Abstract:
Objective In the context of increasingly stringent international emission regulations, predicting ship fuel consumption has become a crucial component in energy conservation and emission reduction within the shipping industry. To address feature bias and matching issues arising from inconsistent sampling frequencies of multi-source heterogeneous data, this paper proposes a black-box model for fuel consumption prediction that integrates Automatic Identification System (AIS) data, ship noon report (NR) data, and European Centre for Medium-Range Weather Forecasts (ECMWF) meteorological data.
Method To address the shortcomings of the mean value downsampling method used in existing studies, this model proposes a frequency matching approach based on the integral principle, tailored to the characteristics of the data. The model first introduces feature weight factors and utilizes weighted Euclidean distance to calculate distances in the feature space. It then combines the K-means algorithm to perform clustering analysis on high-frequency AIS data and compute weighted cluster centers. Next, the model constructs weighted inverse distance weights for adjacent cluster centers using the distance weighting principle from KNN, establishing a mapping relationship between feature data points and cluster centers. Based on numerical integration, a regression equation between AIS data and NR data is developed, and the L-BFGS-B algorithm is applied to solve the parameters of the regression equation under constraint conditions. Finally, the NSGA-II multi-objective algorithm is introduced to optimize the feature weight factors globally, improving the model's fitting accuracy. In addition, this study verifies the robustness and generalization ability of the model through a five-fold cross-validation strategy.
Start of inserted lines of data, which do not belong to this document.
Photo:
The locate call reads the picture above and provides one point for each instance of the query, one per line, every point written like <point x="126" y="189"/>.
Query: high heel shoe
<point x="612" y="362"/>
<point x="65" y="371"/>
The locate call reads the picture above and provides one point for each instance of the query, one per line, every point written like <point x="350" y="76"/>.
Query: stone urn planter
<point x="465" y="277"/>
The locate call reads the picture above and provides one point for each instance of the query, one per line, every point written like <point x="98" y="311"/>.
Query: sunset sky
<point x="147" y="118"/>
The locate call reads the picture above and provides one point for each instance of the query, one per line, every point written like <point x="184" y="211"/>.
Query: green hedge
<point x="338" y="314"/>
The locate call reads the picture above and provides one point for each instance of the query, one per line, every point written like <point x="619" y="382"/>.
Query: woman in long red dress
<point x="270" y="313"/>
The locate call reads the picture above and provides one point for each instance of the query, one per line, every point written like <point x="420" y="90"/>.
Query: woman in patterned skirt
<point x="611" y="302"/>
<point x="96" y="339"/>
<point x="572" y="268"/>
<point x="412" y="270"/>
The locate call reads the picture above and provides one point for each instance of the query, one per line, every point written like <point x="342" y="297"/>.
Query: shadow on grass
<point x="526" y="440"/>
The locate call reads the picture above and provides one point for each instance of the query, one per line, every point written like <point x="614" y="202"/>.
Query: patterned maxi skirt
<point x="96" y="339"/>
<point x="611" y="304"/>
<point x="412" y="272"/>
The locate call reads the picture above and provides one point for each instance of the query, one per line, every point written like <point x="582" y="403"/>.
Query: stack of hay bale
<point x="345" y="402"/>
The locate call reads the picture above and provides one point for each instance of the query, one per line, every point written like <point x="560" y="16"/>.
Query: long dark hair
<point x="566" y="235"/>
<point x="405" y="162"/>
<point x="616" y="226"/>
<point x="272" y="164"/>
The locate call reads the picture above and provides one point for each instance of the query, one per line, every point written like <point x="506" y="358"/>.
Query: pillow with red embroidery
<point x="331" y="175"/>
Results The experimental results show that, with 160 cluster centers, the model achieves average values of MAPE (5.3721%), MAE (5.6049 t/day), and R2 (0.9767) on the test set. These values represent an improvement over the traditional mean value downsampling method.
Conclusion The model's fitting accuracy improves with the increase in the number of cluster centers. However, to meet accuracy requirements while enhancing computational efficiency, fewer cluster centers can be selected, thereby speeding up model processing. The model demonstrates better anti-interference capability by reducing extrapolation, which provides practical engineering value.